X-linked myotubular myopathy (XLMTM) is a congenital disorder caused by mutations in MTM1, leading to severe skeletal muscle weakness, hypotonia, feeding and respiratory difficulties, and often early death. ASP2957 is an investigational gene therapy comprising a muscle-tropic MyoAAV3.8 capsid that contains the human MTM1 gene, a muscle-specific MHCK7 promoter, and a synthetic intron. ASP2957 received FDA investigational new drug clearance in 2025.

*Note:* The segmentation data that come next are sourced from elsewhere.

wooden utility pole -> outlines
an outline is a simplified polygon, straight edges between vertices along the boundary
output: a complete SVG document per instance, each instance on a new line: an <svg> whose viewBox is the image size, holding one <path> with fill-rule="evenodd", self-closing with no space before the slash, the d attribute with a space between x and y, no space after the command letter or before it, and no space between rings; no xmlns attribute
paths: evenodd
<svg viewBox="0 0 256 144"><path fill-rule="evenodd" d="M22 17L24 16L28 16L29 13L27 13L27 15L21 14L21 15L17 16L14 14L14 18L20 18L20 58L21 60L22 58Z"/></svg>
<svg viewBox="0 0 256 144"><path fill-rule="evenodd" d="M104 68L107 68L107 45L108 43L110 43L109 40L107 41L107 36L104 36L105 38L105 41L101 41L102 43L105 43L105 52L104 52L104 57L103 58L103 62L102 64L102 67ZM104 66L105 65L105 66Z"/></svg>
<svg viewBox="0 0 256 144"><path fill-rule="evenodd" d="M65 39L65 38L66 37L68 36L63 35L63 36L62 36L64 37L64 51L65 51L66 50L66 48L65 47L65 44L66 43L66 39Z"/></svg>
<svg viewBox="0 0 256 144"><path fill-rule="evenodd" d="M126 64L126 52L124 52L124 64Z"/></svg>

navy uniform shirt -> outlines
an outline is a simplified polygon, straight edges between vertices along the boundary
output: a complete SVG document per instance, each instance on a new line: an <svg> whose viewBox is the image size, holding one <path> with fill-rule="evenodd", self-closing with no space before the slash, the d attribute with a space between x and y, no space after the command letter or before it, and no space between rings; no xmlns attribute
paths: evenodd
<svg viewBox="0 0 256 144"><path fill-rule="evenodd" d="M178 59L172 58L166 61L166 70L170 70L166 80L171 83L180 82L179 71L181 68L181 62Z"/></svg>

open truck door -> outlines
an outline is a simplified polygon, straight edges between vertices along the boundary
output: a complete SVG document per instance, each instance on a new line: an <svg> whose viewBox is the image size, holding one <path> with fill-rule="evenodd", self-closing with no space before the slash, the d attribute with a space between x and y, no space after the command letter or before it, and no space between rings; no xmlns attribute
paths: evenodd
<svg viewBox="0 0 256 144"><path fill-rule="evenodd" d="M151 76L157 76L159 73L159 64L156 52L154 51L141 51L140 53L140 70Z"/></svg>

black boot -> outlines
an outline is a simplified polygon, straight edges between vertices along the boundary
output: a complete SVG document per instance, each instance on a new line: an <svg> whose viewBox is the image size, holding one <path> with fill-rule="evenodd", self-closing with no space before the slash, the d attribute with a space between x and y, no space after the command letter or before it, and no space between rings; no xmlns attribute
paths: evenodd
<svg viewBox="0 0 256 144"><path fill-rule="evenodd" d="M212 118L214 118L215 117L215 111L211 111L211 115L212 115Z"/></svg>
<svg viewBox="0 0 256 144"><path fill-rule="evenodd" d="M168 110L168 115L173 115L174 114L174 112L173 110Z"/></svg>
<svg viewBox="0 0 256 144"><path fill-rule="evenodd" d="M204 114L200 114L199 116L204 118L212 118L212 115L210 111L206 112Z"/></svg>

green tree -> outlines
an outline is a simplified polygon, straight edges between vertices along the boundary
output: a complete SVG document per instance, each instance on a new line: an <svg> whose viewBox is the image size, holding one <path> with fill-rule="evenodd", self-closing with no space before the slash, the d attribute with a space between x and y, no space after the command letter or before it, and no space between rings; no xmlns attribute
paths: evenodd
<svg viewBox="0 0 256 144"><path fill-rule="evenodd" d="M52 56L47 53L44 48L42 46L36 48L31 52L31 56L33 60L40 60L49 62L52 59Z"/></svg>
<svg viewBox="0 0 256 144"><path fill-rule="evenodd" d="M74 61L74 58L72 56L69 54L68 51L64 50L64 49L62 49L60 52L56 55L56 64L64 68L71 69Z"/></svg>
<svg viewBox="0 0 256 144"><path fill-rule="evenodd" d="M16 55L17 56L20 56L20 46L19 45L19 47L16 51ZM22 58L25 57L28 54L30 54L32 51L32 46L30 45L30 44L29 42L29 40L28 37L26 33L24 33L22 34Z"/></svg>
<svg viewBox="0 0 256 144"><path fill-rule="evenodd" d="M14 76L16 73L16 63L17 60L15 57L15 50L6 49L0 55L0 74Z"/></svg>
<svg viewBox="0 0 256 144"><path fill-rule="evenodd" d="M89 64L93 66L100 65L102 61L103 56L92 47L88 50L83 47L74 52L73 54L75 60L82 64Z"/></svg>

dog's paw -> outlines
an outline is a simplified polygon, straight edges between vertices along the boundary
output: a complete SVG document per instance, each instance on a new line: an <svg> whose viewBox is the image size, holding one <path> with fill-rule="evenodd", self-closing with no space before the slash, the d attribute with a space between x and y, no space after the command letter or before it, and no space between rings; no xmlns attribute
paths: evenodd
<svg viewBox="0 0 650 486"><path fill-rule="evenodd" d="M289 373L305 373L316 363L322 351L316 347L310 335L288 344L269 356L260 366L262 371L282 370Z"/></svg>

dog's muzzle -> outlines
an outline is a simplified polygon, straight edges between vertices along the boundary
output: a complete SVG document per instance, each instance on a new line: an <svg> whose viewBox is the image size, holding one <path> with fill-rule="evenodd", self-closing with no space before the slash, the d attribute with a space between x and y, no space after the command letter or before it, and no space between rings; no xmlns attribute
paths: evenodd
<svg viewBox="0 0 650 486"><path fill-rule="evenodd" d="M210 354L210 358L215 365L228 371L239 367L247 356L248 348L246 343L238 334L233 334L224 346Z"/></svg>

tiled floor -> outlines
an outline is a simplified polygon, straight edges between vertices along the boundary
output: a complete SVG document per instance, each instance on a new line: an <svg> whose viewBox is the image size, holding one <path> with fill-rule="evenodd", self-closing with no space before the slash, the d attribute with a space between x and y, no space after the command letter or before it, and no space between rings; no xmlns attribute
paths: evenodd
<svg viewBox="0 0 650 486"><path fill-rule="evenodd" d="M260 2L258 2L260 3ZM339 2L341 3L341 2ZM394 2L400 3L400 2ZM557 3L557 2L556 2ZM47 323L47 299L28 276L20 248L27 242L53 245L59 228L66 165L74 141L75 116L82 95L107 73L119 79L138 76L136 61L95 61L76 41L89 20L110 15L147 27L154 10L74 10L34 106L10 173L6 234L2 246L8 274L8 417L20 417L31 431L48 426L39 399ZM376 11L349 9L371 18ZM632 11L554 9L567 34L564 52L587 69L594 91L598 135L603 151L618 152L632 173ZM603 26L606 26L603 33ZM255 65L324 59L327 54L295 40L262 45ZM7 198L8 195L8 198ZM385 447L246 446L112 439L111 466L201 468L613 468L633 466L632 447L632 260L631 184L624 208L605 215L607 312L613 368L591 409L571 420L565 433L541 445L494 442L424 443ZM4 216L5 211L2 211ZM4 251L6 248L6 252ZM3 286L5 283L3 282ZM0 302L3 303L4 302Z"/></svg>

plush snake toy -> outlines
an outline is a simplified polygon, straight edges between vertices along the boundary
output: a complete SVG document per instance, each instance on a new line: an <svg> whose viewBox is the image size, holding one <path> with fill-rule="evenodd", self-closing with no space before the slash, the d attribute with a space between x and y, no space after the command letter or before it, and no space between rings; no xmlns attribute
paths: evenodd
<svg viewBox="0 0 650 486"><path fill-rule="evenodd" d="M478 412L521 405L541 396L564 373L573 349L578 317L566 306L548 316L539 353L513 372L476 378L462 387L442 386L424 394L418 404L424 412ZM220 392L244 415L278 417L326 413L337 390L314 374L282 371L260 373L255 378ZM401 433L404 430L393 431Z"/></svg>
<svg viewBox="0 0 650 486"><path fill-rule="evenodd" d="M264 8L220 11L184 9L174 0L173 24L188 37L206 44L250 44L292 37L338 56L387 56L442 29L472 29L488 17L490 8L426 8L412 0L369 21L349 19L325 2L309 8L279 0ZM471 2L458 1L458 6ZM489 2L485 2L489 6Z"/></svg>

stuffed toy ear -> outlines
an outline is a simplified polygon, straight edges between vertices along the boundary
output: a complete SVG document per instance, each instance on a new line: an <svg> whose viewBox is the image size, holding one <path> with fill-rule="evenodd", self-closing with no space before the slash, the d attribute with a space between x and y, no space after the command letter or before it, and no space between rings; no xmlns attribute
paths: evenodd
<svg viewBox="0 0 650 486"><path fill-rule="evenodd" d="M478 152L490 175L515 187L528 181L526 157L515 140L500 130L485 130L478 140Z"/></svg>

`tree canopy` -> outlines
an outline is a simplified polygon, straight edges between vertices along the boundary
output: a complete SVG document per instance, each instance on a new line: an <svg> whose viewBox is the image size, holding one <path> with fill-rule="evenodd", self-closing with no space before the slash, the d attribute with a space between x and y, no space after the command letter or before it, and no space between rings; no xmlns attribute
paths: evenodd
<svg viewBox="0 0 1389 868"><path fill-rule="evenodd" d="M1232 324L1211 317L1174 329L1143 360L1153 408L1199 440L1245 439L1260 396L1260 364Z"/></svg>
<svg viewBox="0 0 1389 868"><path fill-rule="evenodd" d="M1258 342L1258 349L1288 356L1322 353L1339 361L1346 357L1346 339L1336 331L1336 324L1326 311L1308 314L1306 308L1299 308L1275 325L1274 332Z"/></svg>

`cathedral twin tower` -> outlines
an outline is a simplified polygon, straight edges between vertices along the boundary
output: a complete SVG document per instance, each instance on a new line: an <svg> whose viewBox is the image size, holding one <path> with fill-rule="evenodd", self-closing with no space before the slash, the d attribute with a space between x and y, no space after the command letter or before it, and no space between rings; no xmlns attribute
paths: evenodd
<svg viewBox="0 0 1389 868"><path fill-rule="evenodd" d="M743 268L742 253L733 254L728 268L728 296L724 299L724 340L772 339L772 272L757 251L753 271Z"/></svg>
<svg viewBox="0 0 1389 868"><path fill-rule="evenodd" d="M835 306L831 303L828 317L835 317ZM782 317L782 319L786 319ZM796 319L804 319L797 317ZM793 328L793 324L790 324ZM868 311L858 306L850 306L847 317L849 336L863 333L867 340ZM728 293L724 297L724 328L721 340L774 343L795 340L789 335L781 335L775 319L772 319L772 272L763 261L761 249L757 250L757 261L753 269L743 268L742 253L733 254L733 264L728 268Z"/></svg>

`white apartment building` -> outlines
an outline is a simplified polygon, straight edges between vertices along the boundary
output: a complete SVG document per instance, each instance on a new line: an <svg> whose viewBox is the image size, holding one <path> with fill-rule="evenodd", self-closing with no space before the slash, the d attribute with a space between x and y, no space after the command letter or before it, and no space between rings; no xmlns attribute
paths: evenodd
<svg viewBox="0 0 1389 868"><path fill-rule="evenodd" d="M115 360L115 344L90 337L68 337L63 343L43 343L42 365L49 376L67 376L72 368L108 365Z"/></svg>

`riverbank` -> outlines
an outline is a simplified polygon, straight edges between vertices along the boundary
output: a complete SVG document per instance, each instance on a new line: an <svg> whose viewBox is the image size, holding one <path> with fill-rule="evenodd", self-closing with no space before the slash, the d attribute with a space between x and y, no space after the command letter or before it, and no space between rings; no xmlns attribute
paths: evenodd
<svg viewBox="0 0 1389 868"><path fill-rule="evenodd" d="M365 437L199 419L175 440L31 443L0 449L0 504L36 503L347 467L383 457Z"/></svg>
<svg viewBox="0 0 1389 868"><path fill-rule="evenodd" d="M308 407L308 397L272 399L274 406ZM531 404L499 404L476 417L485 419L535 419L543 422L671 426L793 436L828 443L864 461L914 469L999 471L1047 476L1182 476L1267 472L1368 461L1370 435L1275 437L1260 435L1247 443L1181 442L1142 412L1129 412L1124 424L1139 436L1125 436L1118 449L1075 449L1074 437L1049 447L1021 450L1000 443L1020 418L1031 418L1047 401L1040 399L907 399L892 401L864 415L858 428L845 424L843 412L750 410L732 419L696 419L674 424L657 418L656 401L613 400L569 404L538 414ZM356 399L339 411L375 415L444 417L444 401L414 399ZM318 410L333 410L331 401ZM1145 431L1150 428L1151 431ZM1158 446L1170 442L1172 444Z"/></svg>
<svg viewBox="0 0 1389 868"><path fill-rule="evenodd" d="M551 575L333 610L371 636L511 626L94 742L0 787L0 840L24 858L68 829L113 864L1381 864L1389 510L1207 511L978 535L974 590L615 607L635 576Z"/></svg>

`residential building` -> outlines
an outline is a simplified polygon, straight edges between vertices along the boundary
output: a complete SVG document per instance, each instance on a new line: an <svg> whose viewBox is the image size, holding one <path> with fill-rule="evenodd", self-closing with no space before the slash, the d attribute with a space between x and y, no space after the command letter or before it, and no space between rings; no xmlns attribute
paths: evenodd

Efficacy, biodistribution, and safety of ASP2957 were evaluated in Mtm1 knockout mice and juvenile non-human primates (NHPs) following a single intravenous dose. Mice received 0, 1.0E11, 3.0E11, 2.0E12, 6.0E12, or 1.3E13 vg/kg, and NHPs received 0, 1.75E12, 6.84E12, or 2.24E13 vg/kg. Mice were observed for up to 10 weeks, and NHPs for up to 26 weeks. In mice, vehicle or ASP2957 doses ≤3E11 vg/kg resulted in XLMTM-like symptoms followed by death or early euthanasia. Survival improved in a dose-dependent manner in mice administered ≥2E12 vg/kg. Mice receiving these doses showed significant improvements in body weight gain and motor performance (rotarod). Histopathology revealed myofiber abnormalities in untreated knockout mice, with severity diminishing in a dose-dependent manner. Doseresponse modeling of rotarod performance yielded an ED₅₀ of 2.06E12 vg/kg. Minimal mononuclear cell infiltration was observed in knockout mouse cardiac and skeletal muscle, suggesting a non-adverse mild immune response. A high-sensitivity antibody assay was developed and tested to pre-screen NHPs. In juvenile NHPs, dose-dependent increases in muscle vector copy number and myotubularin were observed. Low or no myotubularin expression was detected in liver and spleen, supporting muscle-specific transgene expression. No findings suggesting ASP2957 toxicity were observed at any dose in NHPs, including functional and histological evaluations of the liver and DRG.
These data show that ASP2957 has a favorable safety profile, while producing potent, muscle-specific effects, supporting the dose window for a first-in-human trial in patients with XLMTM.